Sonntagswanderung im oberen Toggenburg. Dieses erreiche ich ab Wil mit der Bahn von Gleis 4. Mag sein, dass es auch am Seniorenalter liegt, dass man eher zeitig auf dem Bahnhof ist. Die Zeiten sind vorbei, als man mit dem Fahrrad auf den Bahnhof hetzte, durch die Unterführung rannte und dann noch mit dem letzten Pfus den Zug erreichte. Diesen Pfus brauche ich nachher zum Wandern. Dafür habe ich Zeit, mich umzusehen und da - oh graus - zeigt sich Abscheuliches.
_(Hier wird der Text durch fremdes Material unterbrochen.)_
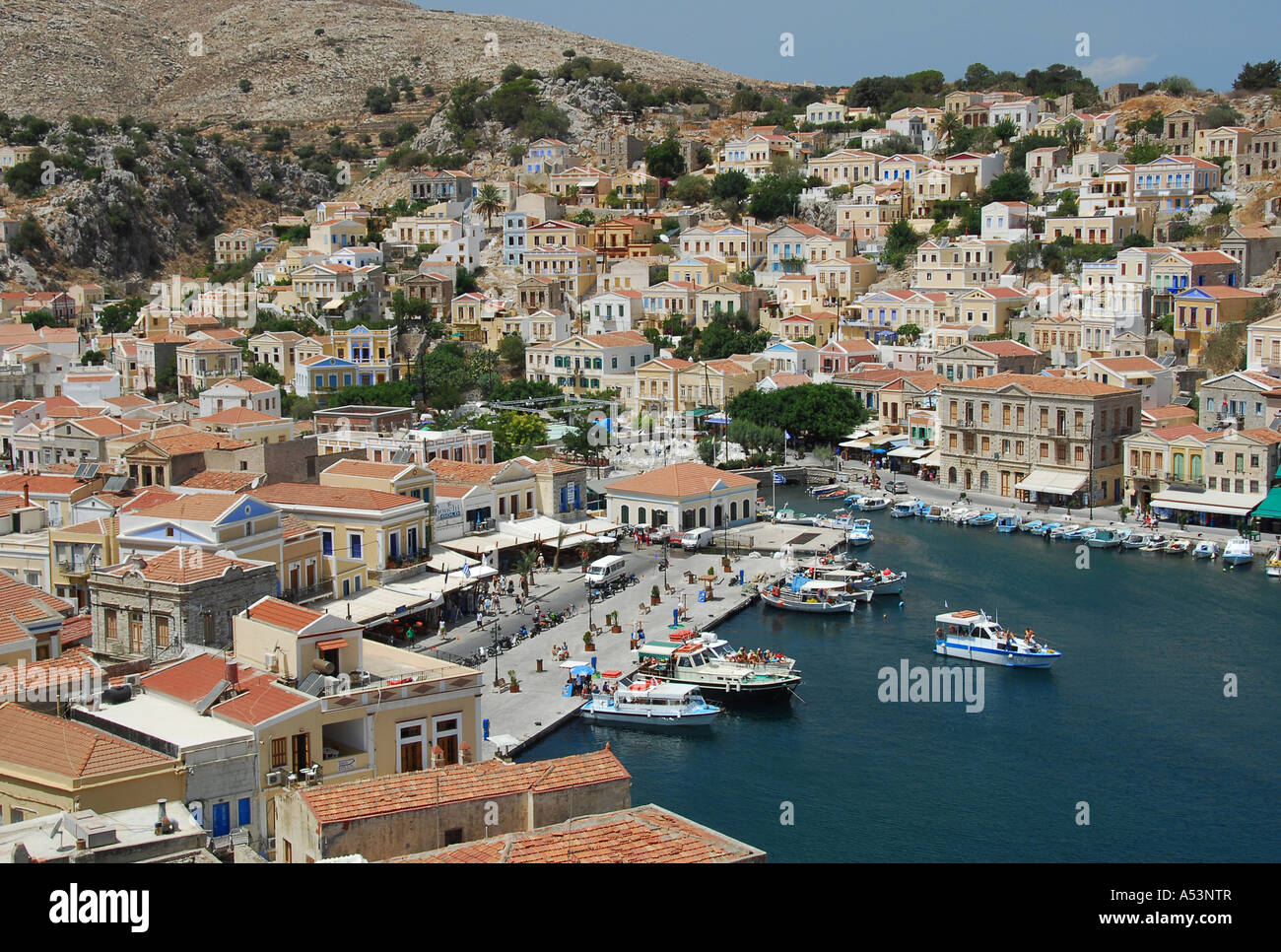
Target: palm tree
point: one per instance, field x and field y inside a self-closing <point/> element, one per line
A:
<point x="488" y="203"/>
Sonntagmorgen am Gleis 4. Dreck und Abfall soweit das Auge reicht. Ich nehme an, dass die Olmarückkehrer da einiges dazu beigetragen haben. Zeitungen, Zigaretten, Flaschen, Plastik, Büchsen und so weiter, und so fort. Dass das Bahnpersonal nicht fast stündlich die Gleise säubert, kann ich nachvollziehen und macht zudem kaum Spass. Eigentlich müsste man die Verursacher fassen können, sie in ein Übergwändli stecken und dann den eignen Dreck aufräumen lassen. Bleibt wohl Wunschdenken.
Ein Bahnhof am Sonntagmorgen, nicht nur in Wil, ist ohnehin ein Schlaraffenland, um zu beobachten, Menschen zu sehen und zum Teil auch Schicksale zu erahnen. Obwohl schon gehen 9 Uhr, torkeln die letzten Heimkehrer über den Platz. Zwei junge Personen haben alle Mühe, ihren Kampfhund, der zwar ein ganz lieber sein soll, zu führen. Schon sind auch die ersten Dauergäste im Anmarsch, welche ausgerüstet mit einem Sixpack Bier den Tag am Bahnhof verbringen werden.
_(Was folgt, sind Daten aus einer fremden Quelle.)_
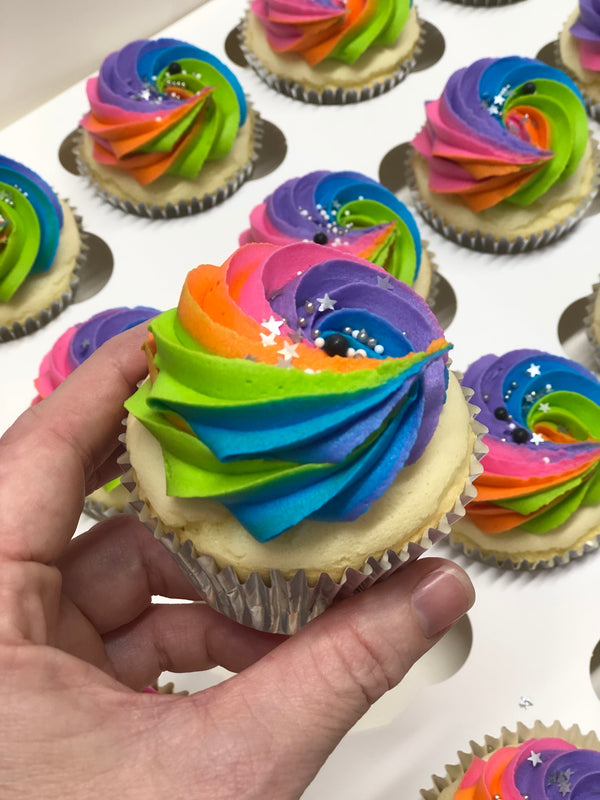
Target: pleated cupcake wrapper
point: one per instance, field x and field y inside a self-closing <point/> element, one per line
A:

Zwei Tage später. Nach einer tollen Wanderung die Rückkehr aus dem Thurgau auf dem Bahnhof Wil. Der Bus fährt noch nicht und das gibt mir Zeit, die Toilette aufzusuchen. Aber wo ist sie nur? Nach erfolgreicher Suche stehe ich vor einer verschlossenen Tür, die sich nur öffnen lässt, wenn ich sie mit einem Franken füttere. Na ja, das ist für mich in Ordnung. Immerhin kann ich dann ein sauberes und scheinbar intaktes WC vorfinden, ohne dass ich mit der einen Hand die Nase zuhalten muss und mit der anderen versuche das WC-Papier abzurollen. Was ich dann aber antreffe, ist nicht gerade erbaulich. Die Schüssel voll, am Boden – trotz Gitterrost wie im Freilaufstall – der Mageninhalt eines Vorgängers. Und im Behälter stecken noch gebrauchte Spritzen. Pfuiteufel. Auch hier kann ich nachvollziehen, dass kaum Personal bereitsteht, dass hinter jedem WC-Gänger nachwischt und alles desinfiziert.
Künftig spare ich mir den Franken, klemme meine Backen zusammen und stürme zum Migros-WC. Das sind aber wohl auch nicht die Kunden, welche dort erwünscht sind.
Ob auf den Gleisen, dem Perron oder im WC: Leider haben wir immer mehr Kostgänger in unserer Gesellschaft, welche den Anstand irgendwo verloren haben. Wohl in einer Food Tüte, welche sie auf die Gleise schmissen.
Mäni Rüegg*
* = Mäni Rüegg ist aktiver Lokaljournalist in Pension. Seit über 42 Jahren in der Äbtestadt wohnhaft, beobachtet er das Geschehen in Wil und Umgebung. In der hallowil.ch-Kolumne «Mänis Perspektivenwechsel» nimmt er eine andere Sichtweise ein und berichtet ungeschminkt über Dinge, die einfach mal niedergeschrieben werden müssen.